S'intéresser à la  micro-entreprise, c'est choisir un régime fiscal et non un statut juridique. 
Le régime de la micro-entreprise est en effet une option fiscale, qui entraine également des conséquences comptables, réservée aux travailleurs indépendants (commerçants, artisans, professions libérales). Elle ne dispense donc pas d'une inscription préalable auprès des organismes sociaux .

Quel est son objectif ?

Son principal objectif est de réduire au minimum les obligations comptables et fiscales des entrepreneurs, afin qu'ils aient plus de temps à consacrer à leur activité.

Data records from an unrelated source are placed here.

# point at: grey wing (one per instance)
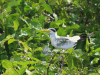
(63, 41)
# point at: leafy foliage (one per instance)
(25, 50)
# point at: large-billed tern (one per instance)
(61, 41)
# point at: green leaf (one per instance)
(16, 24)
(4, 40)
(71, 33)
(87, 45)
(7, 64)
(1, 17)
(95, 60)
(22, 70)
(52, 2)
(38, 49)
(70, 61)
(61, 32)
(11, 41)
(47, 8)
(40, 1)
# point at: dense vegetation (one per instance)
(25, 50)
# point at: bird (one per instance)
(63, 42)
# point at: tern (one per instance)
(62, 42)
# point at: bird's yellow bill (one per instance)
(47, 30)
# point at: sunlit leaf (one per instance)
(47, 8)
(22, 70)
(52, 2)
(16, 24)
(11, 41)
(87, 45)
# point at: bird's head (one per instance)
(50, 30)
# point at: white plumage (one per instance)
(61, 41)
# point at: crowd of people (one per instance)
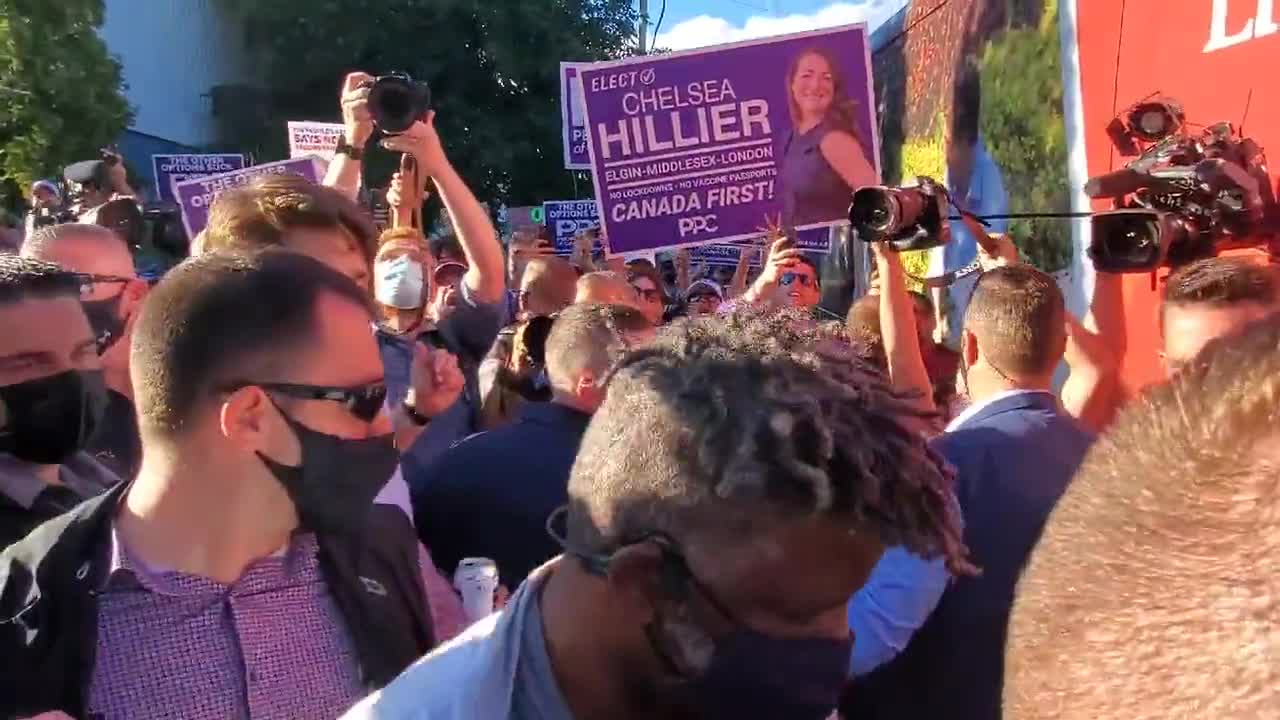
(245, 491)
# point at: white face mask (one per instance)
(398, 283)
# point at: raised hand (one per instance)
(355, 108)
(435, 381)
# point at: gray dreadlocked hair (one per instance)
(732, 422)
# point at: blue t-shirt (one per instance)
(467, 332)
(535, 695)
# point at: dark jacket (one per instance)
(490, 495)
(1014, 459)
(49, 607)
(82, 477)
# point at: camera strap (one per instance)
(946, 279)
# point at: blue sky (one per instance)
(695, 23)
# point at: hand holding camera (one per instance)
(355, 109)
(421, 141)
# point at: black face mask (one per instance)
(104, 318)
(338, 479)
(49, 419)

Pour en benéficier, l'entreprise individuelle doit  réaliser un chiffre d'affaires maximum de :
- 76 300 € HT pour les activités commerciales ou artisanales.
- 27 000 € HT pour les autres prestations de service relevant des BIC (bénéfices industriels et commerciaux) et des BNC (bénéfices non commeriaux)

Avantages et limites de la micro-entreprise.

Avec le régime de la micro-entreprise, l'imposition des revenus de l'entrepreneur bénéficie d'un abattement forfaitaire pour frais professionnels de :
- 71% du CA pour les activités d'achat-vente
- 50% du CA pour les prestations de service relevant des BIC
- 34% du CA pour les prestations de service relevant du BNC
Ce montant imposable sert de base au calcul de l'impôt sur le revenu et des cotisations sociales.

Ce dispositif dispense également de déclaration et paiement de la TVA. La non facturation de la TVA présente alors un avantage concurrentiel à conditions que les clients soient des particuliers, l'Etat remboursant la TVA aux entreprises . En contrepartie, il est impossible de déduire la TVA acquittée sur ses propres achats et investissements professionnels. 

Et la réforme 2007 des micro-entreprises ?

La loi réformant la micro-entreprise a été publiée au Journal Officiel du 6 mars 2007.Tous les décrets d'applications ne sont pas encore parus.
La principale nouveauté est le bouclier fiscal qui plafonne les cotisations sociales d'un entrepreneur à un certain pourcentage de son chiffre d'affaire. Ne sont en fait concernées que les très petites micro-entreprises (TPME) dont le chiffre d'affaire est faible.
Cette loi ne modifie donc pas réellement le dispositif existant.